All that aside I think that
1) reducing tier
2) Bringing back 1st land
3) working on making SL more user friendly
and stabilizing it
are all going to cause the economy to improve drastically.
Expect to see my own Op/Ed at the Herald where I write in the near future.
Fri Mar 14, 2008 9:03pm PDTThere are also technical issues with Second Lifes very basic design that will hamper it. The sharp divisions into sims with only so much resources available makes any large gatherings impossible.

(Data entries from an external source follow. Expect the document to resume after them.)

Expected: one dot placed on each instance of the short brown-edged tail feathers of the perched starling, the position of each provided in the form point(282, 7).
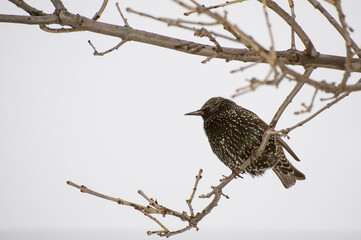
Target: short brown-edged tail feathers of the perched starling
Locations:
point(287, 173)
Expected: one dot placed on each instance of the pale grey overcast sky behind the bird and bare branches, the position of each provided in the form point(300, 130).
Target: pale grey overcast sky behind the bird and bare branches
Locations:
point(116, 124)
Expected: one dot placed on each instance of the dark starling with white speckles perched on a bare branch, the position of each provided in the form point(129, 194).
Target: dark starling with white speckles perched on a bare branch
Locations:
point(234, 133)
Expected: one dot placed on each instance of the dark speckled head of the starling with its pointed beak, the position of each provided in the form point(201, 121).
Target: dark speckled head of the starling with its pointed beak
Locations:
point(213, 106)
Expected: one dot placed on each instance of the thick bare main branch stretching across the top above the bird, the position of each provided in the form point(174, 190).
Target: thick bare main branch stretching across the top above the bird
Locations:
point(82, 23)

Granted, large gatherings would have other issues as well, but as long as any “geographic location” in SL is dependent on a fixed amount of power and bandwidth there will be issues with lag and other problems that plague the population - and underutilization of the available computing resources to plague profitability for Linden Labs, for that matter, when sims are empty.
The whole thing needs a redesign where you have a situation with distributed processing that allows the power to flow to any point where you have a hotspot of activity… though I have to wonder if that can even be done without scrapping a lot of what is already there.
Such approaches are being developed however, Sun’s Project Darkstar being a prominent one to mention.
Either way it will be interesting to see where SL is headed.
Sat Mar 15, 2008 5:03am PDTIt’s quite obvious to me this is a tactic simply to move the SL users into a new direction.
All the “community leaders” of SL preach on and on about how LL needs to step up, lead, make firm non-hypocritical decisions….
well, now Philip is gonna just pay someone to do that. He’s hiring a figure-head… a “virtual worlds social-action engineer”
Stick a guy in as the voice of the people, lead him be the figurehead… and Philip and co continue to do what they do.
Phil stepping down from the title of “CEO” means nothing…. its just something to put on a business card
Sat Mar 15, 2008 10:03am PDTPaying Linden Lab VAT cannot be understood at all. This is simply because Linden Lab is not an European company and not located in Europe. That´s against law to add European taxes to a internet based entertainment service which is located in USA. Who is Linden Lab going to pay the collected VAT ? The answer is nobody because they simply cannot pay collected VAT taxes from Europe to USA!
Some internation lawyer of economics should take a legal action in this case because this is simply criminal.
Sat Mar 22, 2008 10:03am PDTIt is about time!
Mon Mar 24, 2008 7:03pm PDTMany thanks to Deltango Vale for a superbly written and extremely articulate summary of the situation. Nothing to add, as every point you made is absolutely correct.